当流中的最后一个字符等于分隔符时,函数将错误地返回包含分隔符的字符串。
using System; using System.IO; using System.Collections.Generic; internal static class StreamReaderExtensions { public static IEnumerable<string> ReadUntil(this StreamReader reader, string delimiter) { List<char> buffer = new List<char>(); CircularBuffer<char> delim_buffer = new CircularBuffer<char>(delimiter.Length); while (reader.Peek() >= 0) { char c = (char)reader.Read(); delim_buffer.Enqueue(c); if (delim_buffer.ToString() == delimiter || reader.EndOfStream) { if (buffer.Count > 0) { if (!reader.EndOfStream) { buffer.Add(c); yield return new String(buffer.ToArray()).Substring(0, buffer.Count - delimeter.Length); } else { buffer.Add(c); if (delim_buffer.ToString() != delimiter) yield return new String(buffer.ToArray()); else yield return new String(buffer.ToArray()).Substring(0, buffer.Count - delimeter.Length); } buffer.Clear(); } continue; } buffer.Add(c); } } private class CircularBuffer<T> : Queue<T> { private int _capacity; public CircularBuffer(int capacity) : base(capacity) { _capacity = capacity; } new public void Enqueue(T item) { if (base.Count == _capacity) { base.Dequeue(); } base.Enqueue(item); } public override string ToString() { List<String> items = new List<string>(); foreach (var x in this) { items.Add(x.ToString()); }; return String.Join("", items); } } }
我需要一个读取到"'r'n",而不是止于"'n"的解决方案。Jp1980的解决方案是可行的,但是在处理大文件时速度很慢。因此,我将Mike Sackton的解决方案转换为读取,直到找到指定的字符串。
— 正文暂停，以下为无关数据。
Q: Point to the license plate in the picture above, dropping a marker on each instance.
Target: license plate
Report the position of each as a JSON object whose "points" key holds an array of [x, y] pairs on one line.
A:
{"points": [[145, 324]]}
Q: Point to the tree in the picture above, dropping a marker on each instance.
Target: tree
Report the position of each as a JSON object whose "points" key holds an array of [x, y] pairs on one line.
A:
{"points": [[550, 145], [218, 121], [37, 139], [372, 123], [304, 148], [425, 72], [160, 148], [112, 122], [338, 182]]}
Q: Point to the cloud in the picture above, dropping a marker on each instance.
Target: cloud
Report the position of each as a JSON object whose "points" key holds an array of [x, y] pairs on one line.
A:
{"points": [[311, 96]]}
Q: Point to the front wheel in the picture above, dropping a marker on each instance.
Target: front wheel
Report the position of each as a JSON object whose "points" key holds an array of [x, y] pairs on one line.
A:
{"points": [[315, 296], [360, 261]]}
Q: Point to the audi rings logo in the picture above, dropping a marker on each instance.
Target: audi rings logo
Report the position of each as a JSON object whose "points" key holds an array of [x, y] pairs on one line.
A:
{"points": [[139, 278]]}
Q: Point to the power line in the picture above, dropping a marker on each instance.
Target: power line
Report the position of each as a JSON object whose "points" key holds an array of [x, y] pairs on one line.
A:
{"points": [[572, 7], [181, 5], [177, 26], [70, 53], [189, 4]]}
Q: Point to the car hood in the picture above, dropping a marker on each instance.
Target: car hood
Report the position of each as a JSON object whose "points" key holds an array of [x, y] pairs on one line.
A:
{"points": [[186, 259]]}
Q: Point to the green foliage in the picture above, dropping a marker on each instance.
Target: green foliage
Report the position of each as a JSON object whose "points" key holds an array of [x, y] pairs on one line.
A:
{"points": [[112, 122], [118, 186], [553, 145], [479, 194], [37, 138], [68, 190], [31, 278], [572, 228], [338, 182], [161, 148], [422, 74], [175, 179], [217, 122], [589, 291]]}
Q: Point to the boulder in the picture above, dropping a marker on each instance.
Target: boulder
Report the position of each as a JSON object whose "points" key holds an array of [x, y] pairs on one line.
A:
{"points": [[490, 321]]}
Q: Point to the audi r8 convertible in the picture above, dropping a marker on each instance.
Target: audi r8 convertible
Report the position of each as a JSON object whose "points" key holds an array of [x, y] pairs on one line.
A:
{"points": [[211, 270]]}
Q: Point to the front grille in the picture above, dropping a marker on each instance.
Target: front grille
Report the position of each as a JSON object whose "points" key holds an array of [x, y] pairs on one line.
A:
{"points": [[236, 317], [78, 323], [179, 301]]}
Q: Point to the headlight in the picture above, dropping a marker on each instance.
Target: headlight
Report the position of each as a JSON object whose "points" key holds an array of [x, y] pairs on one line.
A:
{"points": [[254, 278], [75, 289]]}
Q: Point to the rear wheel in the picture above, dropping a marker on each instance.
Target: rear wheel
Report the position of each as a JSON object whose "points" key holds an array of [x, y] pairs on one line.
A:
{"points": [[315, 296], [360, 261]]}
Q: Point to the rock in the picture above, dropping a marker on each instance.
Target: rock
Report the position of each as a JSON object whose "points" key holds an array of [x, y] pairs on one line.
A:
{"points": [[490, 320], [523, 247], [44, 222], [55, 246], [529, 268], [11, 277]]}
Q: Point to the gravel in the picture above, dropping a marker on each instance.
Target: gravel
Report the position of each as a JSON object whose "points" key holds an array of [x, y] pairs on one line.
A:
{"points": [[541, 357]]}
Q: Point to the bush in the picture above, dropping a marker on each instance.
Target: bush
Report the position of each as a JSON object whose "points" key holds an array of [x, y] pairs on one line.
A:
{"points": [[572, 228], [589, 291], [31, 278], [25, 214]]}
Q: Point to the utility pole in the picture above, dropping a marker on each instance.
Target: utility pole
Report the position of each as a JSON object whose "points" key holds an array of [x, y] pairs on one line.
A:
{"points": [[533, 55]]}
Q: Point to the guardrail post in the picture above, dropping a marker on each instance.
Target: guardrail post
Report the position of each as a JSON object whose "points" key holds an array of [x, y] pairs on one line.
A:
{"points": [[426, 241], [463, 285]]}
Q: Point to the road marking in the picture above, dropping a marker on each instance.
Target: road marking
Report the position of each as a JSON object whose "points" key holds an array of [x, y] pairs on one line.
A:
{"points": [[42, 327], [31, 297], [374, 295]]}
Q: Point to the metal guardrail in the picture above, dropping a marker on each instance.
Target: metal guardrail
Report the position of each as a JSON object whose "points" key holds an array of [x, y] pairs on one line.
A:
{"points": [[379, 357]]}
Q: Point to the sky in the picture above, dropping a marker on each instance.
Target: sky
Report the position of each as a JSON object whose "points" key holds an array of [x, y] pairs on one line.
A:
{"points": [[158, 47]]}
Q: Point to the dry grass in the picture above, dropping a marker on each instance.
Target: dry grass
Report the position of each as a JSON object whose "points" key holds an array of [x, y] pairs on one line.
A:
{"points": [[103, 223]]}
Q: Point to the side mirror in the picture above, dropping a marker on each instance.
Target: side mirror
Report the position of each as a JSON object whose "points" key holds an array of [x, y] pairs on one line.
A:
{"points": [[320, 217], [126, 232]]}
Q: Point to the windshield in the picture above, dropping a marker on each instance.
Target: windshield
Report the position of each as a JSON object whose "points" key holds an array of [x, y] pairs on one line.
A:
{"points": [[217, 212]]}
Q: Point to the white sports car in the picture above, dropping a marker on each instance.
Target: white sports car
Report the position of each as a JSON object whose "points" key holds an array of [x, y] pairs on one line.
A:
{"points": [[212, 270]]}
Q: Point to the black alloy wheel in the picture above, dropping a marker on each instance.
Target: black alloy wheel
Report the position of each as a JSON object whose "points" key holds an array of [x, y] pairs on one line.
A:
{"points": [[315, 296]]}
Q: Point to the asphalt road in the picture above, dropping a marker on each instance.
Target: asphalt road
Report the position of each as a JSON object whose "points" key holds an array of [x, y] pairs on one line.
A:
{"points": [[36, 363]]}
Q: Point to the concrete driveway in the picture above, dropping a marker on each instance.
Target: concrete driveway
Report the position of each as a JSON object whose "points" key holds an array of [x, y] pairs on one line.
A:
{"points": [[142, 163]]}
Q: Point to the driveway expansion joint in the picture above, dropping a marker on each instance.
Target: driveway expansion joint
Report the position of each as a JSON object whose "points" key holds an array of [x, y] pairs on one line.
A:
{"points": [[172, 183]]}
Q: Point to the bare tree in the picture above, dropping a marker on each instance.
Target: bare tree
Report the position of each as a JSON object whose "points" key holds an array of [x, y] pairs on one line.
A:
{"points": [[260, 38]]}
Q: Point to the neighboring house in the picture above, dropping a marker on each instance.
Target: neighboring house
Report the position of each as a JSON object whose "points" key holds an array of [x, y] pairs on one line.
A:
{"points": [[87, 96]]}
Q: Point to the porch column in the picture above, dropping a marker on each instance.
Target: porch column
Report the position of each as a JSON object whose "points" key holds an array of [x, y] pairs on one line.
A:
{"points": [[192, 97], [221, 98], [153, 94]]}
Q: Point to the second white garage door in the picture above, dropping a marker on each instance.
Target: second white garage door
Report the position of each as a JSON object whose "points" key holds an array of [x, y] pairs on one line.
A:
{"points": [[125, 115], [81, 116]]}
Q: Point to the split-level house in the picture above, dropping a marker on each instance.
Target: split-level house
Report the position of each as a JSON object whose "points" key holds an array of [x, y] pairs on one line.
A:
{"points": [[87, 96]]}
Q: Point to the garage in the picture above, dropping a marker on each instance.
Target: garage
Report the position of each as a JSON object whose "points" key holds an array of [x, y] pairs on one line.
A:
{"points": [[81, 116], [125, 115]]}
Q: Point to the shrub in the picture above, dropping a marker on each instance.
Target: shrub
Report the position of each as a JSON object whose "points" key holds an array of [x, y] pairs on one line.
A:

public static string ReadLine(this StreamReader sr, string lineDelimiter)
{
StringBuilder line = new StringBuilder();
var matchIndex = 0;
while (sr.Peek() > 0)
{
var nextChar = (char)sr.Read();
line.Append(nextChar);
if (nextChar == lineDelimiter[matchIndex])
{
if (matchIndex == lineDelimiter.Length - 1)
{
return line.ToString().Substring(0, line.Length - lineDelimiter.Length);
}
matchIndex++;
}
else
{
matchIndex = 0;
//did we mistake one of the characters as the delimiter? If so let's restart our search with this character...
if (nextChar == lineDelimiter[matchIndex])
{
if (matchIndex == lineDelimiter.Length - 1)
{
return line.ToString().Substring(0, line.Length - lineDelimiter.Length);
}
matchIndex++;
}
}
}
return line.Length == 0
? null
: line.ToString();
}
它的名字是这样的
using (StreamReader reader = new StreamReader(file))
{
string line;
while((line = reader.ReadLine("'r'n")) != null)
{
Console.WriteLine(line);
}
}
你必须自己一个字节一个字节地解析流并处理分割,或者你需要使用默认的ReadLine行为,在/r,/n或/r/n上分割。
如果你想逐字节解析流,我会使用类似下面的扩展方法:
public static string ReadToChar(this StreamReader sr, char splitCharacter)
{
char nextChar;
StringBuilder line = new StringBuilder();
while (sr.Peek() > 0)
{
nextChar = (char)sr.Read();
if (nextChar == splitCharacter) return line.ToString();
line.Append(nextChar);
}
return line.Length == 0 ? null : line.ToString();
}
即使你说"使用StreamReader",因为你也说"我的情况下,文件可以有大量的记录…",我建议尝试SSIS。这对你想做的事来说再合适不过了。您可以处理非常大的文件并轻松指定行/列分隔符。
这个代码片段将从文件中读取一行,直到遇到"'n"。
using (StreamReader sr = new StreamReader(path))
{
string line = string.Empty;
while (sr.Peek() >= 0)
{
char c = (char)sr.Read();
if (c == ''n')
{
//end of line encountered
Console.WriteLine(line);
//create new line
line = string.Empty;
}
else
{
line += (char)sr.Read();
}
}
}
因为这段代码一个字符一个字符地读取,所以它可以处理任何长度的文件,而不受可用内存的限制。